I will be investigating query execution.

Databases typically turn a query into an algebra (plan tree). Then the plan is executed using an iterator model (Volcano-style).
This interface is not as CPU-efficient as it could be. The next() function of the iterator is called millions of times, function calls are virtual calls that break branch prediction, and the code has poor code locality.
Better CPU efficiency can be created by doing block-oriented processing, but eliminates pipelining, leading to increased memory bandwidth.
Proposed query compilation strategy:
- Processing is focused on data, on keeping data in CPU registers.

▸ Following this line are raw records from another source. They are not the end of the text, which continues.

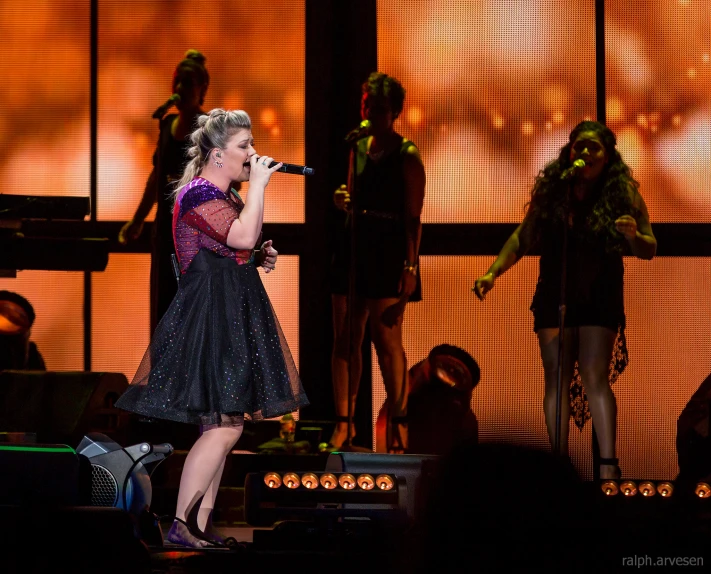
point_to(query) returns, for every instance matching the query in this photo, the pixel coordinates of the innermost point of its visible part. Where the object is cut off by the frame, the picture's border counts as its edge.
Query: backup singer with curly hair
(606, 218)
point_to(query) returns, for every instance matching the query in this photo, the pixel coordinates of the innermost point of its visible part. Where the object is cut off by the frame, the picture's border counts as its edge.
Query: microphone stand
(561, 321)
(350, 296)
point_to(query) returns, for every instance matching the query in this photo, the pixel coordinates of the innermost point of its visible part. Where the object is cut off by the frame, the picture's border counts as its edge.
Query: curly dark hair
(380, 84)
(548, 197)
(193, 63)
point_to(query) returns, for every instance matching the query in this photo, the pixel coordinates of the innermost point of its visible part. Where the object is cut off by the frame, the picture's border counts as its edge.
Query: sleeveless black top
(379, 210)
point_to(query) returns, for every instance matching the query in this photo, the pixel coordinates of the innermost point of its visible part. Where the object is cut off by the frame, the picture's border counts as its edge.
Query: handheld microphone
(171, 101)
(359, 133)
(295, 169)
(578, 164)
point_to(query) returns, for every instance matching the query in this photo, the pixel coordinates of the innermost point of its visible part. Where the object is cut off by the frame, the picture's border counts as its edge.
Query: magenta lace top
(202, 217)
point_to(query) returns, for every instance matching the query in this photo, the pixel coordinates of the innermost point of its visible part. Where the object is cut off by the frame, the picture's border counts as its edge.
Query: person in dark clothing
(383, 201)
(589, 189)
(17, 351)
(190, 82)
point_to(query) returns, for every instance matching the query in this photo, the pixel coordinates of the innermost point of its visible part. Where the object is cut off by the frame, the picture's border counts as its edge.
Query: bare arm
(414, 174)
(515, 247)
(132, 229)
(149, 198)
(247, 228)
(638, 231)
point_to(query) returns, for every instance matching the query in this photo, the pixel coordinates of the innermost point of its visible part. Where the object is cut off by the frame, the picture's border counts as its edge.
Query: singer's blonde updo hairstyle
(213, 130)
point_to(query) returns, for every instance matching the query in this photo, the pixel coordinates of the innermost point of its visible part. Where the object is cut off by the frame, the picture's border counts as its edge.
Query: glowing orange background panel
(493, 89)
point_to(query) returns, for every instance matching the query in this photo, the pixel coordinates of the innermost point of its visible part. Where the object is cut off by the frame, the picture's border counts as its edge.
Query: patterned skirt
(218, 350)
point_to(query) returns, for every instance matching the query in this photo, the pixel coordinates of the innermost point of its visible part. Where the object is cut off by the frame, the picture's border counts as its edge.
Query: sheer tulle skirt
(218, 350)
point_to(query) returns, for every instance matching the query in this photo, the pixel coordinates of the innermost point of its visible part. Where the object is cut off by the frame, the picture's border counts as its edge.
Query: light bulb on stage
(366, 482)
(628, 488)
(309, 480)
(609, 487)
(384, 482)
(272, 480)
(665, 489)
(347, 481)
(647, 488)
(703, 490)
(329, 481)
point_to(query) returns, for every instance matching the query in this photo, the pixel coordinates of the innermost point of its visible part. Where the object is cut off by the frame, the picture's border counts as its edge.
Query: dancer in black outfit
(385, 194)
(607, 218)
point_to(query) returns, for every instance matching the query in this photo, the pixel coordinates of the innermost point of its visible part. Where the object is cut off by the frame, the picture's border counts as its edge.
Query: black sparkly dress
(379, 206)
(218, 352)
(594, 291)
(169, 162)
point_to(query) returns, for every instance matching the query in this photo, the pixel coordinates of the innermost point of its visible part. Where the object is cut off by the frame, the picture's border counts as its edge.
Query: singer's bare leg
(548, 343)
(387, 339)
(596, 344)
(340, 363)
(204, 461)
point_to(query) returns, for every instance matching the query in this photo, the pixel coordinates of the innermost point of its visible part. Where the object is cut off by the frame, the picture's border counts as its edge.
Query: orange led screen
(493, 89)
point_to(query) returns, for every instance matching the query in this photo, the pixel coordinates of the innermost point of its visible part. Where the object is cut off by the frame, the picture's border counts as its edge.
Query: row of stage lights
(329, 481)
(647, 488)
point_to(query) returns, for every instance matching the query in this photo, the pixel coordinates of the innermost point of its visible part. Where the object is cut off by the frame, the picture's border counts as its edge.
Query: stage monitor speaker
(416, 470)
(61, 407)
(42, 475)
(120, 477)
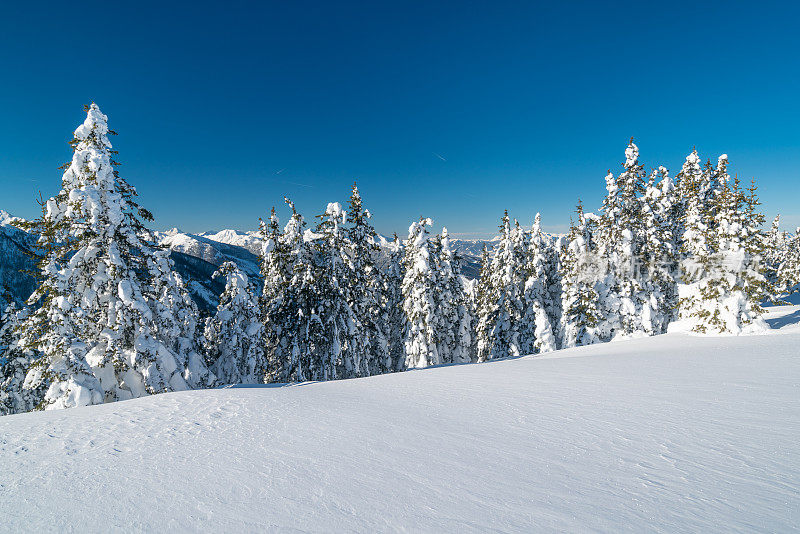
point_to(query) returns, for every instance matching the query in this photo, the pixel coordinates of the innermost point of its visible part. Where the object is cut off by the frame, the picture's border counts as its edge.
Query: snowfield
(671, 433)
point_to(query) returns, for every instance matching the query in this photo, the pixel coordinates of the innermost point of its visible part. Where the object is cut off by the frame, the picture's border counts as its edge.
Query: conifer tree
(365, 287)
(485, 308)
(723, 283)
(15, 361)
(341, 350)
(394, 314)
(538, 333)
(454, 322)
(418, 298)
(95, 329)
(774, 254)
(579, 271)
(285, 313)
(503, 309)
(789, 271)
(625, 303)
(233, 335)
(660, 250)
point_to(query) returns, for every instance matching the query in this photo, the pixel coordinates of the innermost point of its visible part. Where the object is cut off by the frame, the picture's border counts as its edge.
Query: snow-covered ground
(666, 434)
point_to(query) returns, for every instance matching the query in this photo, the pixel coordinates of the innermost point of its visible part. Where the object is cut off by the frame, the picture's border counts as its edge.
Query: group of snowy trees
(112, 320)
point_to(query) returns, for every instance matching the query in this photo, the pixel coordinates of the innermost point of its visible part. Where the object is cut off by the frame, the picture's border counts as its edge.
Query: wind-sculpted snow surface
(670, 433)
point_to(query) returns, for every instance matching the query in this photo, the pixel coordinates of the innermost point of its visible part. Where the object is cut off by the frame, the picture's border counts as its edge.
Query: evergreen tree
(625, 303)
(503, 310)
(285, 315)
(485, 309)
(418, 298)
(393, 313)
(176, 319)
(454, 322)
(538, 334)
(15, 361)
(723, 283)
(660, 251)
(579, 271)
(340, 349)
(95, 328)
(789, 271)
(774, 255)
(365, 287)
(233, 336)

- Data is pushed, not pulled.
- Queries are compiled using LLVM.

Generating Machine Code
- C++ unsuitable b/c slow and suboptimal.
- Use LLVM.
- LLVM better than assembly:
  - Strongly typed
  - Unbounded number of registers
- Write some parts in C++ and other parts in LLVM (tuple access and processing).
- Hot path is in LLVM.
Complex Operators
- Complex operators like joins and sort make it better to generate multiple LLVM functions.

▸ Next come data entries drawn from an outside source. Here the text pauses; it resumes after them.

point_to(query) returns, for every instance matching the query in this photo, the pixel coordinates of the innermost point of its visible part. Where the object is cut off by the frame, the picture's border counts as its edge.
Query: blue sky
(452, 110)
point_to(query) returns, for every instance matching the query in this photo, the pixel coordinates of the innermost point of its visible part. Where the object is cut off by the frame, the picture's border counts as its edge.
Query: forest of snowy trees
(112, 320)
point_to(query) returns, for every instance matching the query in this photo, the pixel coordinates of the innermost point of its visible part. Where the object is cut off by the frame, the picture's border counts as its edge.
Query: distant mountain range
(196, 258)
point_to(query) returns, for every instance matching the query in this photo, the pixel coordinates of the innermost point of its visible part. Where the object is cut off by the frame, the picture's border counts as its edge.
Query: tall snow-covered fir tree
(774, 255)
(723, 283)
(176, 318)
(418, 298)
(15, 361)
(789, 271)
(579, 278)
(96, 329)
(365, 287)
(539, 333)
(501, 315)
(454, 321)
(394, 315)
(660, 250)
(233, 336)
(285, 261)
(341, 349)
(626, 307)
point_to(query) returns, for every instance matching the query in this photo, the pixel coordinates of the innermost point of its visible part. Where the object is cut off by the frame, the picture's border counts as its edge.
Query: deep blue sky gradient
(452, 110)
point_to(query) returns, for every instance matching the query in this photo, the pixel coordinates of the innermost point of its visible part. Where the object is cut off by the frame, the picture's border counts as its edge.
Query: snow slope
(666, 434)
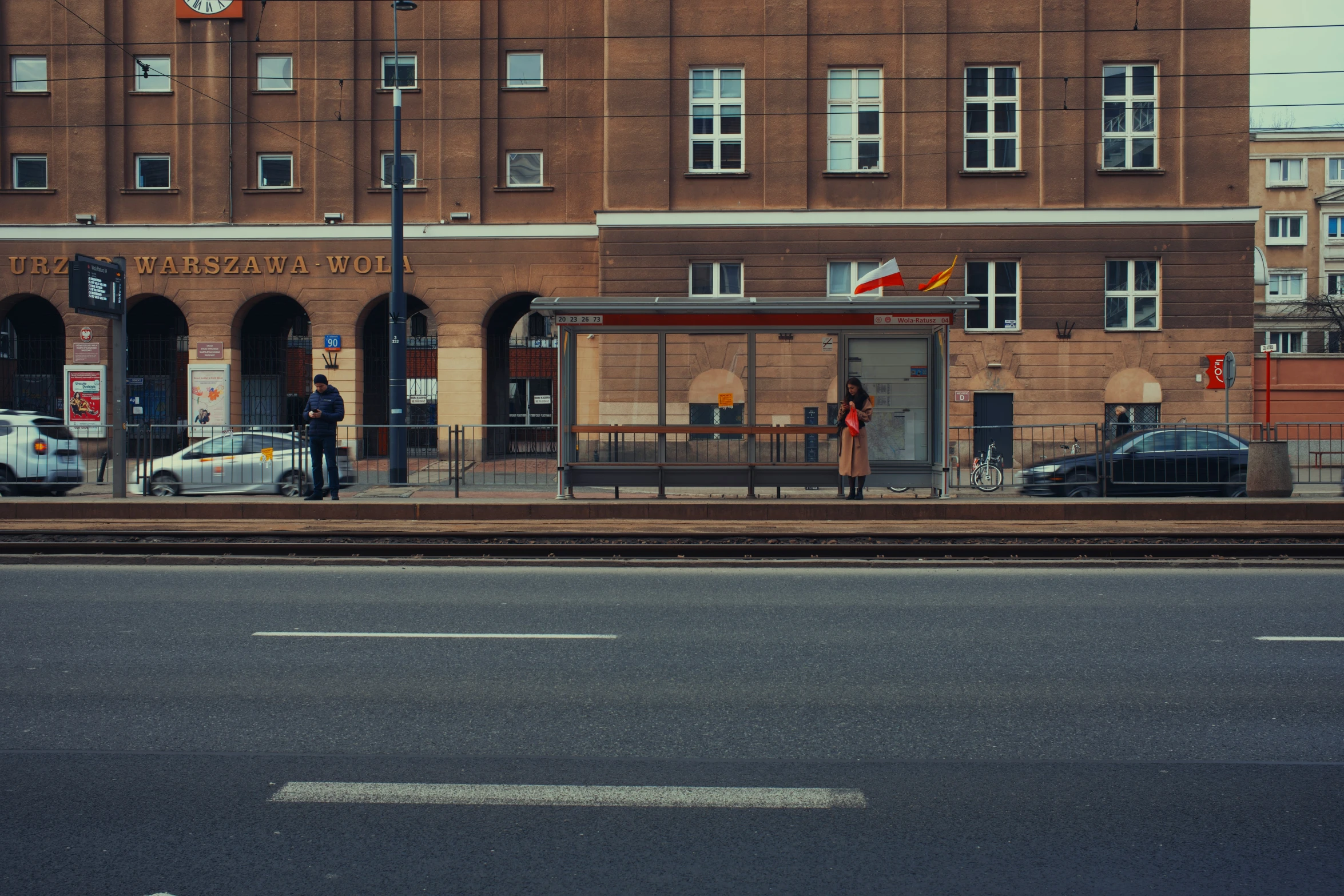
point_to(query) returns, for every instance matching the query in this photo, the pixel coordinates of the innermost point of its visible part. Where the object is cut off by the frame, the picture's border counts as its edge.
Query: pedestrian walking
(324, 412)
(854, 449)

- Materialization is avoided (because it is leads to complicated code)
Performance tuning
- Hashing and branching become bottlenecks.
- Branch structure improves hash table lookups by >20%

Quad-Core CPU w/ 64GB of main memory.
Systems Comparison
- Use TPC-CH
- Table 1:
  - Query compilation w/ C++ instead of LLVM takes seconds instead of ms.
  - Query execution time is slightly faster than VectorWise.
Code quality
- Evaluating branch and cache effects.
- Use calgrind.
- Far fewer level 1 instruction cache misses than MonetDB (1000x less).
- Similar number of branch mispredicts (within 0.1-10x)
  
  At least 5x fewer cache misses at level 1 and level 2.